# Representation symmetric, antisymmetric or mixed

1. Jun 14, 2014

### JorisL

Hi,

While studying Lie groups and in particular the representations I have some trouble with determining whether a representation is a symmetric, antisymmetric or mixed tensor product of the fundamental representations. I'm working with SO(5) to get an understanding about the actual mechanisms.

I used Georgi's book Lie Algebras in Particle Physics. Do I understand correctly when saying that a representation, $(a,b) = \bigotimes_a (1,0)\bigotimes_b (0,1)$ is symmetric if b = 0, antisymmetric if a = 0? Or is there more to it?

Joris

2. Jun 14, 2014

### Bill_K

For SO(n), start with the vector representation, Va, a = 1,... n. Form higher rank tensors by taking tensor products, Vabc... k. These representations are reducible, and may be reduced by taking traces and by symmetrizing the indices in all possible ways. For example for two indices, Vab may be reduced into a symmetric part (Vab + Vab)/2 and an antisymmetric part (Vab - Vab)/2.

In general, each part of a k-rank tensor corresponds to a representation of the symmetric group Sk. For more than two indices, some of these representations have "mixed" symmetry.

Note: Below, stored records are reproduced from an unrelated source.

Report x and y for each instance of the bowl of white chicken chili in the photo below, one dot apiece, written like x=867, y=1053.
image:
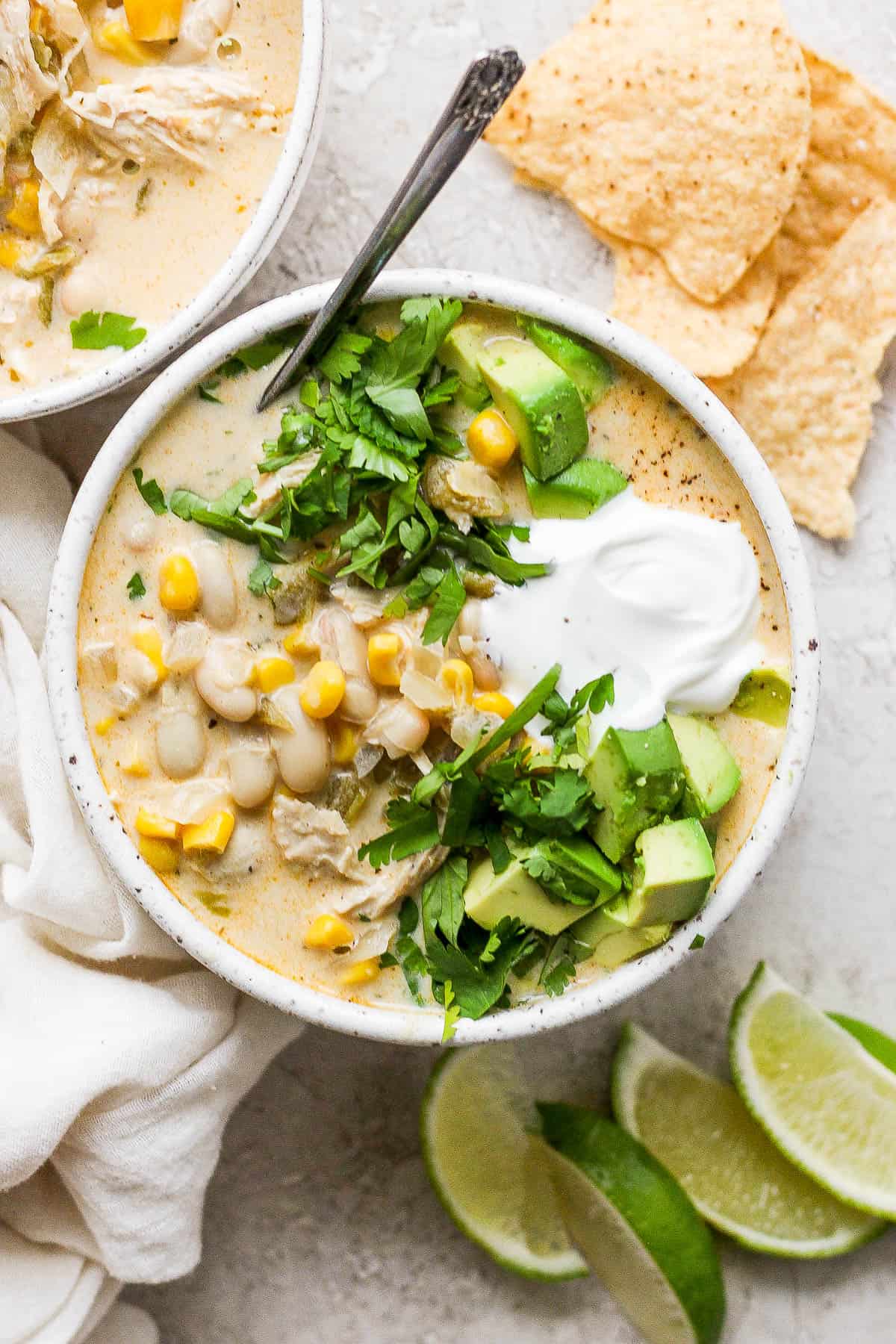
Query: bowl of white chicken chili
x=151, y=155
x=455, y=697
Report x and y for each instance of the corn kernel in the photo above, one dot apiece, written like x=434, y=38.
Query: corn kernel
x=494, y=702
x=491, y=440
x=273, y=672
x=343, y=744
x=25, y=213
x=149, y=643
x=161, y=855
x=117, y=40
x=136, y=764
x=361, y=974
x=329, y=932
x=300, y=645
x=323, y=690
x=11, y=252
x=382, y=658
x=156, y=827
x=40, y=22
x=457, y=676
x=178, y=585
x=210, y=835
x=153, y=20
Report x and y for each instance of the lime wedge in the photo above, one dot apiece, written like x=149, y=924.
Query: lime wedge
x=487, y=1169
x=635, y=1228
x=699, y=1129
x=824, y=1100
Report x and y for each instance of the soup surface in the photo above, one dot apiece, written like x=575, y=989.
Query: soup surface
x=136, y=143
x=261, y=714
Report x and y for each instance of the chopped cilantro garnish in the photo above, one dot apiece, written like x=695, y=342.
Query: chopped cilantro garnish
x=136, y=588
x=448, y=604
x=101, y=331
x=151, y=492
x=262, y=581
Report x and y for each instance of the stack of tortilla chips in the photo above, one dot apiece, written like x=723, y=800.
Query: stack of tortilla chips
x=747, y=190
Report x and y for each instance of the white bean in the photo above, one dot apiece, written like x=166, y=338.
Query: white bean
x=220, y=679
x=347, y=645
x=302, y=754
x=77, y=218
x=217, y=588
x=141, y=534
x=82, y=289
x=180, y=744
x=401, y=727
x=253, y=772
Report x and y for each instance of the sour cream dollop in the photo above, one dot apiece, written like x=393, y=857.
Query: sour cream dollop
x=664, y=600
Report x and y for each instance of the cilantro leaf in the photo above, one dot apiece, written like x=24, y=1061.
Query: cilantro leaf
x=526, y=710
x=402, y=362
x=262, y=581
x=102, y=331
x=561, y=974
x=418, y=309
x=452, y=1012
x=411, y=836
x=442, y=391
x=151, y=491
x=405, y=411
x=366, y=456
x=448, y=604
x=442, y=900
x=260, y=354
x=341, y=359
x=136, y=588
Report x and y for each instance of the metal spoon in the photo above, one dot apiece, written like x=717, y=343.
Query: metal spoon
x=481, y=93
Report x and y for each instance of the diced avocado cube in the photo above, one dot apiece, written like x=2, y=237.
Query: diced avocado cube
x=581, y=870
x=673, y=871
x=588, y=370
x=612, y=939
x=765, y=694
x=637, y=779
x=460, y=354
x=712, y=776
x=576, y=491
x=541, y=403
x=489, y=897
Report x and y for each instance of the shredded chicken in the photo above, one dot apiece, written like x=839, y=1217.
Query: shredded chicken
x=269, y=485
x=323, y=844
x=462, y=490
x=317, y=838
x=393, y=883
x=168, y=112
x=25, y=87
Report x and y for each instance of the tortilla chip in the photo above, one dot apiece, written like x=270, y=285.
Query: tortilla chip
x=677, y=124
x=852, y=161
x=709, y=339
x=806, y=396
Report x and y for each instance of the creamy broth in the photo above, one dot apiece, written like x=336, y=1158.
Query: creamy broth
x=254, y=895
x=148, y=164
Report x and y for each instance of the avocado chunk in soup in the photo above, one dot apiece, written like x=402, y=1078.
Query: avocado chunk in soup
x=136, y=143
x=388, y=732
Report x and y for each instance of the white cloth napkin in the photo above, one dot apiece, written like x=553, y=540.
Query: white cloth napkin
x=120, y=1058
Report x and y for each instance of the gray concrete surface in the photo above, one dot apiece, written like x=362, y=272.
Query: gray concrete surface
x=320, y=1225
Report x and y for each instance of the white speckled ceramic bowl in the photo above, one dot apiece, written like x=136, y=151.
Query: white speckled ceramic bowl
x=272, y=217
x=418, y=1026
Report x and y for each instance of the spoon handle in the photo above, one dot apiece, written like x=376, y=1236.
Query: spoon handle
x=480, y=94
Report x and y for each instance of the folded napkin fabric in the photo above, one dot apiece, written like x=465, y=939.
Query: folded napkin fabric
x=120, y=1058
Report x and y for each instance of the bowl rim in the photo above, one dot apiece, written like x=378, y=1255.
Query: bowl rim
x=269, y=221
x=396, y=1024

In particular for SO(5) there is an invariant totally antisymmetric quantity εabcde that may be used for further reduction. Multiplication by this quantity will convert a totally antisymmetric set of three indices to an antisymmetric set of only two. In terms of Sk this means that the Young's diagrams are restricted to having at most two rows.

Last edited: Jun 14, 2014
3. Jun 14, 2014

### JorisL

So if I can show that the contractition of the totally antisymmetric tensor with the rep vanishes I'd know I'm dealing with a totally symmetric rep? Or is there a more suitable way?

Also, can you recommend an extra text? Because the Georgi text is suitable for examples, the generalities I find less obvious.